INTERSEZIONI di Maria Laura Perilli

MARIA LAURA PERILLI

INTERSEZIONI

Le opere di Moreno Bondi coagulano le intersezioni della Storia filtrate dalla contemporaneità e dalla profonda conoscenza delle tecniche pittoriche; tecnica ed amore per il passato, comunque, non sovrastano la sua identità di artista e la sua autonomia di pensiero. Memorie e stratificazioni trovano posto in iconografie dal respiro storico monumentale che celano tra le pieghe intenti di deciso sperimentalismo. Non casualmente, infatti, la presenza di elementi scultorei sia dipinti che fisicamente innestati sulla tela, evocano il rapporto tra pittura e scultura tipico del 600 Barocco e contemporaneamente sottolineano una forza di penetrazione che riconduce inesorabilmente ai tagli di Fontana. L’operazione di Bondi esalta, infatti, l’intenzionalità di superare la superficie piana del quadro; nel farlo integra, con una capacità di sintesi compositiva unica, la dinamicità del Futurismo, espressa da decise obliquità appuntite, con il virtuosismo estetizzante barocco. La plasticità degli innesti scultorei si concreta con connotazioni formali distaccate dalla realtà oggettiva al punto da ricondurci all’Universo mondo dell’astrazione. L’inserimento delle strutture plastiche lontane dalla realtà evidenzia la lettura in chiave polemica che l’artista fa del processo storico, permettendoci di capire da un lato quanto sia stato duro l’assalto che il Barocco ha portato alla rigorosità della forma rinascimentale, dall’ altro la ritrosia della società del tempo, come accade altrettanto nell’ odierna ad accettare un linguaggio nuovo, sperimentale, polemico.

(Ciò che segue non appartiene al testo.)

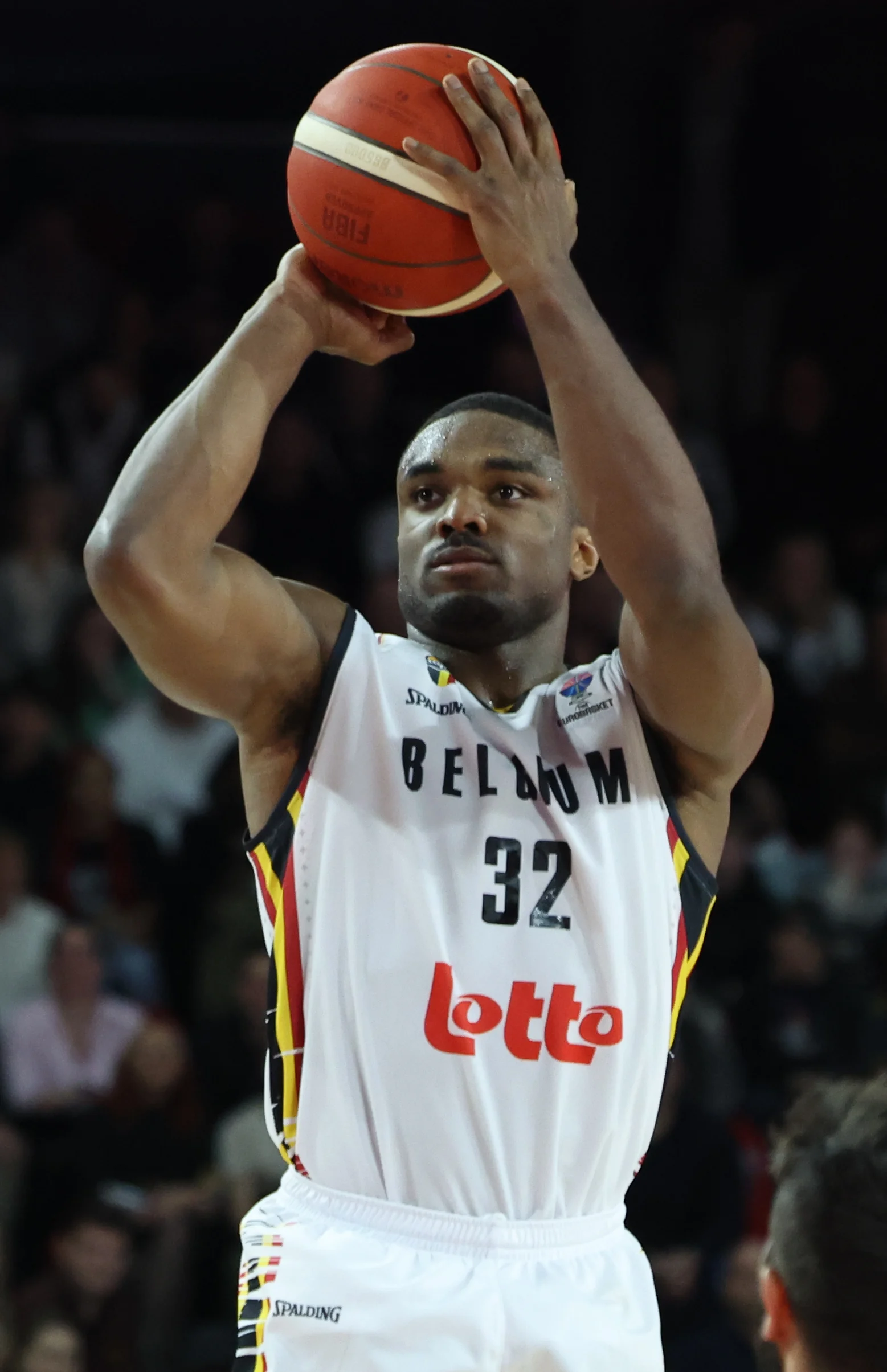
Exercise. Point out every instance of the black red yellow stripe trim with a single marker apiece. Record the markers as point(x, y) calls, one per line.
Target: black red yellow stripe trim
point(271, 854)
point(257, 1273)
point(697, 886)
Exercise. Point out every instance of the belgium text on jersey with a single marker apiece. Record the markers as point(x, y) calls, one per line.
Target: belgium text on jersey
point(610, 776)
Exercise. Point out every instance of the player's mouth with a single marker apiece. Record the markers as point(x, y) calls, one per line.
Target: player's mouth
point(455, 562)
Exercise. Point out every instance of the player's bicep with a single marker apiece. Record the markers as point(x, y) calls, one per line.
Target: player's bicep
point(227, 640)
point(700, 681)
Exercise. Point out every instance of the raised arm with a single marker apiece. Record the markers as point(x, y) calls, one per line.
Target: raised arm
point(688, 656)
point(209, 626)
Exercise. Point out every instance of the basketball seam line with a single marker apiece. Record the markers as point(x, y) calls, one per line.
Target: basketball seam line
point(364, 138)
point(381, 180)
point(382, 261)
point(394, 66)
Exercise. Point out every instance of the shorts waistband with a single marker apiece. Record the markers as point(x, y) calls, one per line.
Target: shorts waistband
point(439, 1230)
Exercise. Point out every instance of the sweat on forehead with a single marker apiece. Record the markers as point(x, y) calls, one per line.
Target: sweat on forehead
point(484, 433)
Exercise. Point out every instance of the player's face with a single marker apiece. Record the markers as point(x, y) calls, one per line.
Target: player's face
point(488, 544)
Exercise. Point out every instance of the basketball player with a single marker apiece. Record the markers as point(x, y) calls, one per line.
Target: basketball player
point(484, 878)
point(825, 1279)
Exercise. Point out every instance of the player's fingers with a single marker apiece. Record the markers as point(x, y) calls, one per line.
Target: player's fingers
point(484, 131)
point(427, 157)
point(540, 133)
point(501, 110)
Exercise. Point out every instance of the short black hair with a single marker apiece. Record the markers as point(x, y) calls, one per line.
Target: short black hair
point(828, 1226)
point(494, 403)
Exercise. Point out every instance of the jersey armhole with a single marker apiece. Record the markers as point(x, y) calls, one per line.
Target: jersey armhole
point(312, 735)
point(706, 878)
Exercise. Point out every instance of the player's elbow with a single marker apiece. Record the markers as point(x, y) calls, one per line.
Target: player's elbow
point(118, 567)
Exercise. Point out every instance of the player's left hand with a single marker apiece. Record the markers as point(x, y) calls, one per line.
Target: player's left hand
point(522, 209)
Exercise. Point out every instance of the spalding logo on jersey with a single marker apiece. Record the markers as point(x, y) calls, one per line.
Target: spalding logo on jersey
point(577, 685)
point(439, 673)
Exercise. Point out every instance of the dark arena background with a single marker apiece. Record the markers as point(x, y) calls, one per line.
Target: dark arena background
point(730, 163)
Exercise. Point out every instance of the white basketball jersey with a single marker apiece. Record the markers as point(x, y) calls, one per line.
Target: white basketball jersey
point(483, 927)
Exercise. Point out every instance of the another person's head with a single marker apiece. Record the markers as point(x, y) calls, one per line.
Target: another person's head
point(157, 1074)
point(26, 726)
point(92, 1252)
point(484, 479)
point(75, 965)
point(825, 1277)
point(853, 847)
point(54, 1346)
point(89, 800)
point(802, 575)
point(797, 948)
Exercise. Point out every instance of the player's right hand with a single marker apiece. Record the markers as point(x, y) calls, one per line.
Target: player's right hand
point(338, 323)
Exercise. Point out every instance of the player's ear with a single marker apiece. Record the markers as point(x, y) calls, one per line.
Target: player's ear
point(779, 1323)
point(584, 558)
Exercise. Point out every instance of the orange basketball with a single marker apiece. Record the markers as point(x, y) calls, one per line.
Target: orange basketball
point(382, 228)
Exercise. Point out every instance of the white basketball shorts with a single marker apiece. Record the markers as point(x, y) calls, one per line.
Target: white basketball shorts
point(340, 1283)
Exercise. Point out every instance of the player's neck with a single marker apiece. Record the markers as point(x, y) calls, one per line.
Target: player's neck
point(501, 675)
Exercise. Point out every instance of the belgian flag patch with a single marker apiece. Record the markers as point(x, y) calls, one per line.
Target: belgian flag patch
point(439, 673)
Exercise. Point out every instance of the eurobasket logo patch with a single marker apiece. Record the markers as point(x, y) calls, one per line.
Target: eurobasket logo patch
point(439, 673)
point(576, 686)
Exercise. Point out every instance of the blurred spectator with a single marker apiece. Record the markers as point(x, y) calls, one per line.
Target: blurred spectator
point(51, 293)
point(164, 756)
point(95, 675)
point(853, 726)
point(106, 873)
point(779, 862)
point(784, 468)
point(289, 498)
point(39, 581)
point(29, 767)
point(248, 1161)
point(88, 1285)
point(852, 887)
point(799, 1017)
point(28, 927)
point(805, 622)
point(741, 918)
point(232, 1046)
point(148, 1148)
point(685, 1206)
point(54, 1346)
point(62, 1050)
point(99, 415)
point(732, 1341)
point(701, 445)
point(149, 1135)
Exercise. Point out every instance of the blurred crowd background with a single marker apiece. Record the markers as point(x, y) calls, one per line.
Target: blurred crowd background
point(730, 165)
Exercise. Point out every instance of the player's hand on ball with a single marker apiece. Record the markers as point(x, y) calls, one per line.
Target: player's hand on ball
point(522, 209)
point(338, 323)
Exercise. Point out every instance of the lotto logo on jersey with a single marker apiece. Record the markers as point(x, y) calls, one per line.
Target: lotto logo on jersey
point(453, 1025)
point(439, 673)
point(576, 686)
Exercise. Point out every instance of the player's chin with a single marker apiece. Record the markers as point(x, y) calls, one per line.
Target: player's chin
point(463, 618)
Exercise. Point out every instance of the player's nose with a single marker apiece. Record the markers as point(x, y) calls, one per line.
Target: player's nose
point(462, 514)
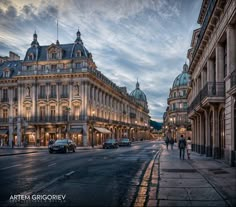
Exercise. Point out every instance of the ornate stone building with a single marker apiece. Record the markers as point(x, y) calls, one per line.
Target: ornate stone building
point(211, 99)
point(57, 91)
point(175, 119)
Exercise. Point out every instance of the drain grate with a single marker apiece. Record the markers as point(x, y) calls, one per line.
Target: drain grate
point(180, 170)
point(218, 171)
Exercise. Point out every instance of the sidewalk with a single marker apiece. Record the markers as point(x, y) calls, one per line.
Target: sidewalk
point(7, 151)
point(200, 181)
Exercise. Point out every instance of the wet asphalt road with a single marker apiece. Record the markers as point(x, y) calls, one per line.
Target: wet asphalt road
point(96, 177)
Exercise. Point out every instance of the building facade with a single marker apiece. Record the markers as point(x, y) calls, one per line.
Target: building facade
point(57, 92)
point(175, 119)
point(211, 98)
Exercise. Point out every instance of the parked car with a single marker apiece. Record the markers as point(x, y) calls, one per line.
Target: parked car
point(110, 143)
point(125, 142)
point(62, 145)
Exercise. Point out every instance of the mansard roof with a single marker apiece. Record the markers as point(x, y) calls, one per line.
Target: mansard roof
point(12, 66)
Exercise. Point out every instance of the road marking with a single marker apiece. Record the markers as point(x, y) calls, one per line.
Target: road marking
point(69, 173)
point(38, 189)
point(52, 164)
point(5, 168)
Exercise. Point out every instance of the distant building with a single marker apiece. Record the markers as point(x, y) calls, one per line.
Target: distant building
point(212, 96)
point(175, 119)
point(57, 92)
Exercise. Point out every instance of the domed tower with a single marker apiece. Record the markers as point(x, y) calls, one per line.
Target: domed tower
point(178, 122)
point(139, 95)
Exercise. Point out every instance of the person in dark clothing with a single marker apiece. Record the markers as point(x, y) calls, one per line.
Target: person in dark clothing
point(172, 141)
point(182, 146)
point(167, 142)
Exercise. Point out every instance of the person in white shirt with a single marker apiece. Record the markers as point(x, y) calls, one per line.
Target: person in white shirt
point(189, 147)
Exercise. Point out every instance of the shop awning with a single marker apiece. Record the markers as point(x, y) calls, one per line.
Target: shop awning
point(102, 130)
point(76, 130)
point(3, 131)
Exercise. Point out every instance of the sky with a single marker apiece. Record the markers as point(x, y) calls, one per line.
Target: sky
point(129, 39)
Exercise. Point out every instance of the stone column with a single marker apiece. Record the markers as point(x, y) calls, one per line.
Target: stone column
point(231, 49)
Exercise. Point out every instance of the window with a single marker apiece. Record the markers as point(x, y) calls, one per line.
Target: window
point(42, 91)
point(6, 74)
point(52, 112)
point(78, 53)
point(42, 114)
point(53, 67)
point(28, 113)
point(64, 91)
point(5, 114)
point(53, 93)
point(54, 55)
point(29, 67)
point(225, 59)
point(5, 94)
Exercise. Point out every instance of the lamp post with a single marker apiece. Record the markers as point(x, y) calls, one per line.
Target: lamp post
point(93, 112)
point(67, 126)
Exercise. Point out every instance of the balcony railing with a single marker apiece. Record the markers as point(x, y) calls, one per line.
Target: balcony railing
point(233, 79)
point(5, 99)
point(64, 96)
point(4, 120)
point(207, 18)
point(178, 110)
point(211, 89)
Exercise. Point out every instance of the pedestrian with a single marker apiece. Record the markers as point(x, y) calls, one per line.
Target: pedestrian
point(189, 147)
point(167, 140)
point(182, 146)
point(172, 141)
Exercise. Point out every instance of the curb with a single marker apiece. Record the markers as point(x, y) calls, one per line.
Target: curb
point(9, 154)
point(143, 193)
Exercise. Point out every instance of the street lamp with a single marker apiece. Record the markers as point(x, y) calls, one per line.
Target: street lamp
point(67, 126)
point(93, 112)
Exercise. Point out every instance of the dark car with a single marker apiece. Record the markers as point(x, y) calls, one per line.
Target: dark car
point(110, 143)
point(125, 142)
point(62, 145)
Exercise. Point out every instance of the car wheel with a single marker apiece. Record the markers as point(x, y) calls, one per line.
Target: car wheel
point(66, 150)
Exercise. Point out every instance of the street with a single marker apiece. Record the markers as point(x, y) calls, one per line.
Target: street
point(95, 177)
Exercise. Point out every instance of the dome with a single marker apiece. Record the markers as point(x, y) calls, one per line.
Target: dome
point(183, 78)
point(138, 94)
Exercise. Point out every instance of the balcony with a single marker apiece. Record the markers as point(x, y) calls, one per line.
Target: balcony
point(64, 96)
point(52, 96)
point(176, 110)
point(212, 92)
point(5, 99)
point(232, 90)
point(4, 120)
point(42, 96)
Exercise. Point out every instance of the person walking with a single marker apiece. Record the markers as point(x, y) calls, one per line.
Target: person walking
point(189, 147)
point(167, 140)
point(182, 146)
point(172, 141)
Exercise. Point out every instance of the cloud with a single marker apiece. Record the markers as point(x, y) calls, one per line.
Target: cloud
point(144, 39)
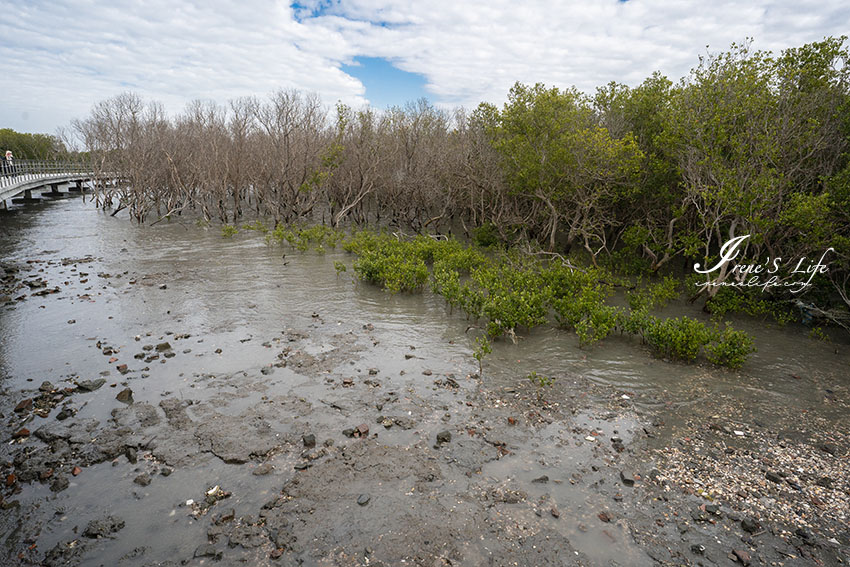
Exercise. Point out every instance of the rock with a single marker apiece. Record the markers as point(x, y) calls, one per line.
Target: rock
point(21, 433)
point(90, 385)
point(742, 556)
point(143, 479)
point(207, 550)
point(773, 477)
point(103, 528)
point(59, 484)
point(263, 469)
point(750, 525)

Non casualmente sono stati necessari altri due secoli per assistere alla vittoria dei Fauves, dei Cubisti, dei Futuristi e dell’astrazione. Il sipario sperimentale di Bondi cala, poi, decisamente sulla scena storica con opere come il Bacco o Roma. Qui la presenza di lamine sovrapposte alle figure, con forature, lacerazioni combuste, richiama il lavoro di Burri e fa emergere tutta la complessità del mondo psicologico di Bondi; evoca il sogno, il Mito, con frammenti di opere del passato, con intersezioni iconografiche e dei tempi. Emanuele Severino ci dice che: “l’uomo mitico non vive il mito come favola, lo vive come situazione reale in cui egli crede …. sognare la realtà significa anche sognare il rimedio contro la morte e contro il dolore”.E’ qui che le inquietudini di Bondi vengono inesorabilmente, in superficie; da uomo contemporaneo è consapevole che arriva il momento in cui il rimedio del Mito non appaga più i timori dell’uomo. E’ a tal punto che egli interviene con intersezioni, lacerazioni, forme astratte tratte dal mondo barocco, stigmatizzando la durezza della realtà e l’impossibilità dell’ uomo di attenersi al sogno.Bondi ci fa capire che la storia è realtà che dobbiamo conoscere e ancor di più ricordare per non ripercorrere gli errori del passato.